Similarly, other authors performed site-directed mutagenesis of highly conserved amino acids in the NSs protein and identified two sites which are critical for silencing suppression activity (Zhai et al., 2014). Given the unusually high number of amino acid substitutions present in the p331 reassortant RB isolate, we further investigated the silencing suppressor ability of p331 NSs, by in vivo assays in N. benthamiana line 16C, as previously described (Margaria et al., 2007). The p331 NSs proved to be a strong silencing suppressor, not distinguishable in the bioassay from a control NSs from a closely related wild-type isolate (p105); as negative control, we used the p170RB NSs allelic version, which was previously shown to have lost silencing suppressor activity (Margaria et al., 2007) (Fig. 3).

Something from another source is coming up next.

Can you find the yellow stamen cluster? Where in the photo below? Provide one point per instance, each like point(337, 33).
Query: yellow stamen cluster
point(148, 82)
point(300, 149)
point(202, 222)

Fig. 3. In planta bioassays for silencing suppression activity of p331 NSs allelic variants. Full-length NSs allels were cloned in pBin61 vector and transiently expressed through agroinfiltration together with pBin-GFP in 16C transgenic Nicotiana benthamiana. Controls consisted of vector only (pBin61), p105 NSs allele (positive control) and p170RB NSs allele (not functional in silencing suppression, negative control). Pictures were taken by using a hand-held UV light 3 days post-infiltration.